Kilpatrick Lisa A, Alger Jeffry R, O'Neill Joseph, Joshi Shantanu H, Narr Katherine L, Levitt Jennifer G, O'Connor Mary J
G. Oppenheimer Family Center for Neurobiology of Stress and Resilience, Vatche and Tamar Manoukian Division of Digestive Diseases, David Geffen School of Medicine at University of California, Los Angeles, CA, USA.
Department of Neurology, University of California, Los Angeles, CA, USA.

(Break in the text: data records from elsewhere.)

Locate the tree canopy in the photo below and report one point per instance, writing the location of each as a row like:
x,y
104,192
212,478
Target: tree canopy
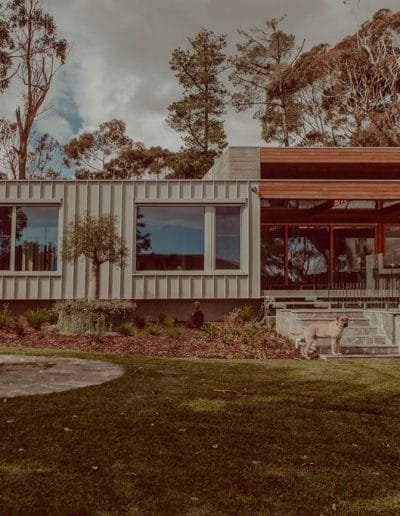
x,y
197,116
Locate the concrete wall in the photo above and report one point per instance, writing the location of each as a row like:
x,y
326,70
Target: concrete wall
x,y
121,198
237,163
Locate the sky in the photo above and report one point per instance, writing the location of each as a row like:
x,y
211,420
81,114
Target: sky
x,y
119,62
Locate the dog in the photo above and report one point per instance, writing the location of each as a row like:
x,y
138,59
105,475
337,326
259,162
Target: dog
x,y
333,329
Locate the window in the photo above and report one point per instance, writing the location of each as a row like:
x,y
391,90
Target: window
x,y
170,238
352,245
36,239
392,246
308,255
5,237
227,254
33,244
272,256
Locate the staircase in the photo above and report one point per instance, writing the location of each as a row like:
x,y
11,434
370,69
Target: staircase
x,y
365,336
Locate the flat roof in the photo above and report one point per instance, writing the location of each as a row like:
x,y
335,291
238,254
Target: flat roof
x,y
330,155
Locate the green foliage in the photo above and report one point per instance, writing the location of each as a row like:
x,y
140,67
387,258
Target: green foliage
x,y
210,329
97,239
81,316
198,114
245,313
264,80
5,317
141,321
37,53
35,318
51,315
166,320
175,332
19,328
127,329
153,329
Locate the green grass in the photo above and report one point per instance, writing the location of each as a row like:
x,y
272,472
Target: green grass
x,y
208,437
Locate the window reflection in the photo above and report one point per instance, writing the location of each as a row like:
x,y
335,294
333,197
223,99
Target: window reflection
x,y
351,247
392,246
5,237
36,239
170,238
227,237
272,256
308,255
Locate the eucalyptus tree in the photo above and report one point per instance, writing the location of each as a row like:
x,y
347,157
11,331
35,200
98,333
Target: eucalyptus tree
x,y
198,114
31,53
264,82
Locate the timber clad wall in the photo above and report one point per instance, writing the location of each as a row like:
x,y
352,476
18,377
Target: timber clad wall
x,y
121,198
318,189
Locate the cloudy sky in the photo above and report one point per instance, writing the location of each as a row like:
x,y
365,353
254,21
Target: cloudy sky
x,y
119,63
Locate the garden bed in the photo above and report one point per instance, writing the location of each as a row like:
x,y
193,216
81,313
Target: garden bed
x,y
221,342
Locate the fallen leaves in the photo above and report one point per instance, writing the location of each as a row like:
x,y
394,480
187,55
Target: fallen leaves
x,y
194,343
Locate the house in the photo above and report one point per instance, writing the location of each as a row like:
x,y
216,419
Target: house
x,y
282,223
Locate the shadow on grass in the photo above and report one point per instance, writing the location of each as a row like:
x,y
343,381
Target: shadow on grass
x,y
208,437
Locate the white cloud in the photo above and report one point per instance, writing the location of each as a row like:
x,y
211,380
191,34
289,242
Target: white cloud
x,y
119,63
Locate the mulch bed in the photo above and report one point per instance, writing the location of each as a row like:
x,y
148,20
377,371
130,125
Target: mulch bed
x,y
194,344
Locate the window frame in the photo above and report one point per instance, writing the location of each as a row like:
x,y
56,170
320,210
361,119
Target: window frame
x,y
20,203
209,238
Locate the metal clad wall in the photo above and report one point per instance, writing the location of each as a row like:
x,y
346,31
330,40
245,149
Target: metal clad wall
x,y
121,199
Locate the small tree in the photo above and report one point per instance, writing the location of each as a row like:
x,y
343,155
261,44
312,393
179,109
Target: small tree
x,y
97,240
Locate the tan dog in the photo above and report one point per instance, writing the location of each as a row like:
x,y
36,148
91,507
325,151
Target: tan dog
x,y
333,329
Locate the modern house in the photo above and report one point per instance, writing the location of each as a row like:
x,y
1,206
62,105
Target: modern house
x,y
287,224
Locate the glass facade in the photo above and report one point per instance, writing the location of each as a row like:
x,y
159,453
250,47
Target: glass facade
x,y
28,238
5,237
351,247
170,238
272,256
316,256
36,238
308,255
392,246
227,237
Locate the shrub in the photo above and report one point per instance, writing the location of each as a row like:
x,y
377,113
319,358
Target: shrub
x,y
141,321
166,320
127,329
35,318
51,315
210,329
245,313
5,317
82,316
153,329
19,328
239,316
175,331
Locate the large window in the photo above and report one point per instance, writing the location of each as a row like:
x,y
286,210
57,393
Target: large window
x,y
272,256
36,239
392,246
33,244
351,247
5,237
308,255
170,238
227,255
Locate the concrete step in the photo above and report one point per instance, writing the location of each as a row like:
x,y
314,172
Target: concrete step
x,y
330,316
365,340
358,356
353,323
362,350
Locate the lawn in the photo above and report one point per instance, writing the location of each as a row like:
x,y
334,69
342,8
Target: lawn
x,y
205,437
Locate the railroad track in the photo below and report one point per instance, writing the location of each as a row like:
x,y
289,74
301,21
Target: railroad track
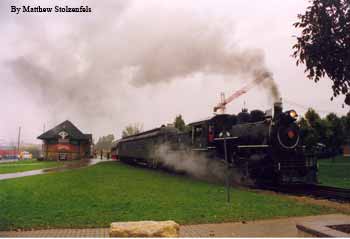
x,y
314,190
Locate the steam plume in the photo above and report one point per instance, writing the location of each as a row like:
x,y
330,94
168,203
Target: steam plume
x,y
91,59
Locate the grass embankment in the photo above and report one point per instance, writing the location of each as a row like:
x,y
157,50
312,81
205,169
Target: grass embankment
x,y
26,165
107,192
335,172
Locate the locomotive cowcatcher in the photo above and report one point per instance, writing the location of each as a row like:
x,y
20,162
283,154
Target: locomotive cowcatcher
x,y
262,147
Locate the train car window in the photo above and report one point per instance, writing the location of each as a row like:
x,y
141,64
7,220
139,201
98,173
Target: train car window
x,y
198,131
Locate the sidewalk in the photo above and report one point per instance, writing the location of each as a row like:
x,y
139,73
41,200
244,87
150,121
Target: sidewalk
x,y
285,227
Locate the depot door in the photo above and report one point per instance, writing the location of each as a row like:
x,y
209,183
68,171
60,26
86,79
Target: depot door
x,y
62,156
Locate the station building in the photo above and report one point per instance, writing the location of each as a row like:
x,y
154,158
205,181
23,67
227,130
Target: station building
x,y
346,148
66,142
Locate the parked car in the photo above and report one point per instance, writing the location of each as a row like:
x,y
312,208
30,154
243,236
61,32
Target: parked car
x,y
25,155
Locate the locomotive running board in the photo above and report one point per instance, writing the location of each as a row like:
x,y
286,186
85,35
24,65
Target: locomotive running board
x,y
254,146
226,138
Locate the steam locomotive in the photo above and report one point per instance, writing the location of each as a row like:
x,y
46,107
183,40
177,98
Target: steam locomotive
x,y
259,147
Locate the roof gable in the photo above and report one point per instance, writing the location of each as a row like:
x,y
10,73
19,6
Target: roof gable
x,y
71,131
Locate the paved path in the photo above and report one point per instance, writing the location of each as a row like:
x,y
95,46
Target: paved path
x,y
285,227
73,165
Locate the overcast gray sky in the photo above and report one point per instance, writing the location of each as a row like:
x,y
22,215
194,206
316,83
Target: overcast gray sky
x,y
145,62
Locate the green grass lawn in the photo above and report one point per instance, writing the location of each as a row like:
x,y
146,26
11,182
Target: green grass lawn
x,y
26,165
335,172
98,195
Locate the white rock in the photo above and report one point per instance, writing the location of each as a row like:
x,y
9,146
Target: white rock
x,y
144,229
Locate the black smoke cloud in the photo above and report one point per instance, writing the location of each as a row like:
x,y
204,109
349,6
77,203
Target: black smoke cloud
x,y
85,62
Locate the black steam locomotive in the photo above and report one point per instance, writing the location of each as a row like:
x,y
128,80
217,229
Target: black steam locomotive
x,y
260,147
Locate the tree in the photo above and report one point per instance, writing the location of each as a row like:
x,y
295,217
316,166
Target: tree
x,y
132,129
312,117
336,137
324,44
179,123
104,142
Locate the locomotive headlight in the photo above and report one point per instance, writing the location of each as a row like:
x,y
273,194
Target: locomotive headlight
x,y
293,114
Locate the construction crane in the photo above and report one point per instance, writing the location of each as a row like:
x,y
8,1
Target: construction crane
x,y
223,102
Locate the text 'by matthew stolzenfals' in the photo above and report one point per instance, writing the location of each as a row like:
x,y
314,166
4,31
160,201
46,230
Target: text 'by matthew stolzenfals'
x,y
55,9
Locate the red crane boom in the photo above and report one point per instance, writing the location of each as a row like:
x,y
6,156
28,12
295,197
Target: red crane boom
x,y
238,93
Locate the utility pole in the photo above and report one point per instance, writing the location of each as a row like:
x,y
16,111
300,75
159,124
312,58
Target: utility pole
x,y
19,139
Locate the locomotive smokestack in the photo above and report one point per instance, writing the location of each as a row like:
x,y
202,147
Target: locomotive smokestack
x,y
277,109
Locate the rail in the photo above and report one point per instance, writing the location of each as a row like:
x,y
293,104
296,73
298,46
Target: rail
x,y
315,190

Neuroimage Rep. 2022 Mar;2(1). doi: 10.1016/j.ynirp.2022.100082. Epub 2022 Jan 18.
White matter alterations have been reported in children with prenatal alcohol exposure (PAE) and in children with attention deficit hyperactivity disorder (ADHD); however, as children with PAE often present with ADHD, covert PAE may have contributed to previous ADHD findings. Additionally, data regarding intracortical myelination in ADHD are lacking. Therefore, we evaluated intracortical myelination (assessed as the T1w/T2w ratio at 4 cortical ribbon levels) and myelin-related deep white matter features in children (aged 8-13 years) with ADHD with PAE (ADHD + PAE), children with familial ADHD without PAE (ADHD-PAE), and typically developing (TD) children. In widespread tracts, ADHD + PAE children showed higher mean and radial diffusivity than TD and ADHD-PAE children and lower fractional anisotropy than ADHD-PAE children; ADHD-PAE and TD children did not differ significantly. Compared to TD children, ADHD + PAE children had lower intracortical myelination only at the deepest cortical level (mainly in right insula and cingulate cortices), while ADHD-PAE children had lower intracortical myelination at multiple cortical levels (mainly in right insula, sensorimotor, and cingulate cortices); ADHD + PAE and ADHD-PAE children did not differ significantly in intracortical myelination. Considering the two ADHD groups jointly (via non-parametric combination) revealed common reductions in intracortical myelination, but no common deep white matter abnormalities. These results suggest the importance of considering PAE in ADHD studies of white matter pathology. ADHD + PAE may be associated with deeper, white matter abnormalities, while familial ADHD without PAE may be associated with more superficial, cortical abnormalities. This may be relevant to the different treatment response observed in these two ADHD etiologies.
已有报道称,产前酒精暴露(PAE)儿童和注意力缺陷多动障碍(ADHD)儿童存在白质改变;然而,由于PAE儿童常伴有ADHD,隐匿性PAE可能是先前ADHD研究结果的原因之一。此外,关于ADHD患者皮质内髓鞘形成的数据尚缺。因此,我们评估了患有PAE的ADHD儿童(ADHD + PAE)、无PAE的家族性ADHD儿童(ADHD - PAE)和正常发育(TD)儿童(8至13岁)的皮质内髓鞘形成(以4个皮质带水平的T1w/T2w比值评估)以及与髓鞘相关的深部白质特征。在广泛的脑区,ADHD + PAE儿童的平均扩散率和径向扩散率高于TD儿童和ADHD - PAE儿童,而分数各向异性低于ADHD - PAE儿童;ADHD - PAE儿童和TD儿童之间无显著差异。与TD儿童相比,ADHD + PAE儿童仅在最深的皮质水平(主要在右侧岛叶和扣带回皮质)皮质内髓鞘形成较低,而ADHD - PAE儿童在多个皮质水平(主要在右侧岛叶、感觉运动和扣带回皮质)皮质内髓鞘形成较低;ADHD + PAE儿童和ADHD - PAE儿童在皮质内髓鞘形成方面无显著差异。联合考虑两个ADHD组(通过非参数组合)显示皮质内髓鞘形成普遍减少,但深部白质无共同异常。这些结果表明在ADHD白质病理学研究中考虑PAE的重要性。ADHD + PAE可能与更深部的白质异常有关,而无PAE的家族性ADHD可能与更浅表的皮质异常有关。这可能与这两种ADHD病因中观察到的不同治疗反应相关。